Computer Engineering and Applications ›› 2023, Vol. 59 ›› Issue (13): 317-324.DOI: 10.3778/j.issn.1002-8331.2211-0072

• Engineering and Applications • Previous Articles     Next Articles

Granular K-means Clustering Algorithm

ZHOU Chenglong, CHEN Yuming, ZHU Yidong   

  1. College of Computer and Information Engineering, Xiamen University of Technology, Xiamen, Fujian 361024, China
  • Online:2023-07-01 Published:2023-07-01

粒K均值聚类算法

周成龙,陈玉明,朱益冬   

  1. 厦门理工学院 计算机与信息工程学院,福建 厦门 361024

Abstract: K-means clustering belongs to unsupervised learning, which has the advantages of simple application, strong interpretability and a good clustering effect.
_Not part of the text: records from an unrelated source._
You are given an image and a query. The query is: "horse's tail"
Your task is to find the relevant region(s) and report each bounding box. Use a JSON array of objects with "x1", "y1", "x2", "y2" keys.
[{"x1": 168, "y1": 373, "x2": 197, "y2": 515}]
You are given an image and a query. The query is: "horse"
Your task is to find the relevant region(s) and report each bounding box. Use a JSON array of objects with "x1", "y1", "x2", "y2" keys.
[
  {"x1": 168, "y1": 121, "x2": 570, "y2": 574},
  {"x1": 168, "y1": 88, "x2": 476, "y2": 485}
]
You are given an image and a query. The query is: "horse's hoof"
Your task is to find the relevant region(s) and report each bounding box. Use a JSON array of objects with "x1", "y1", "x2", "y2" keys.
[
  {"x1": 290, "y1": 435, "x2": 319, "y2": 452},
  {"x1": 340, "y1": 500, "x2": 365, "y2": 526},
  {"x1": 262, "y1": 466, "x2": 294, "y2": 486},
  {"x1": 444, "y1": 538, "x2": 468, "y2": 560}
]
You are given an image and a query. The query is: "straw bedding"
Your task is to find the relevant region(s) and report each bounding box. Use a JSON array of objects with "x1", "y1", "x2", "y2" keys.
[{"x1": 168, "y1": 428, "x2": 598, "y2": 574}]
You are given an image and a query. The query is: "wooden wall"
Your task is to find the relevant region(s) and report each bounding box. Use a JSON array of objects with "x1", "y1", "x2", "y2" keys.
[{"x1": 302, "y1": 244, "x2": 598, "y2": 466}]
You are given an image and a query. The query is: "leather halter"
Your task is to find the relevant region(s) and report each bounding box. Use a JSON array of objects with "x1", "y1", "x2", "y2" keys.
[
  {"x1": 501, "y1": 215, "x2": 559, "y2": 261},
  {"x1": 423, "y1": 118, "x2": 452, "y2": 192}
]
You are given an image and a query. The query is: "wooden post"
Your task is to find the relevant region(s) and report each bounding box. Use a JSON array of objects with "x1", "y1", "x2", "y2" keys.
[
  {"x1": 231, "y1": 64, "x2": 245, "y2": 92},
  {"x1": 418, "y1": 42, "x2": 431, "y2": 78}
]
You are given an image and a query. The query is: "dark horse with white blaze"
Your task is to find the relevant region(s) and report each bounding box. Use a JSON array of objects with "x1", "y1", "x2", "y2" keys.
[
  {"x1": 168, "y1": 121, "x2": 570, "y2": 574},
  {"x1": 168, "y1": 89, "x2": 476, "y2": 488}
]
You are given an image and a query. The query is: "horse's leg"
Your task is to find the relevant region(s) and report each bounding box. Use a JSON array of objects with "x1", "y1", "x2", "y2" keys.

However, it has slow convergence speed, parameters are difficult to determine, and it is easy to fall into a local solution. In order to overcome the inherent defects of K-means clustering, combined with granular computing theory, this paper proposes a new clustering model: granular K-means clustering algorithm. Samples are granulated into granules on a single feature, and the granules on multi-dimensional features forms a granular vector. Several granular distances are further defined to measure the distance between granules. Then, a granular K-means clustering method based on the granular distance is proposed, and its clustering algorithm is also designed. The granulation aims to compare the similarity in all sample spaces, which reflects the global characteristics of samples and makes the clustering converge easily with fewer iterations. Finally, experiments are carried out on several biological datasets to compare the convergence speed, K-value influence and clustering effect. The results show that the proposed granular K-means clustering method has the advantages of fast convergence speed and a good clustering effect.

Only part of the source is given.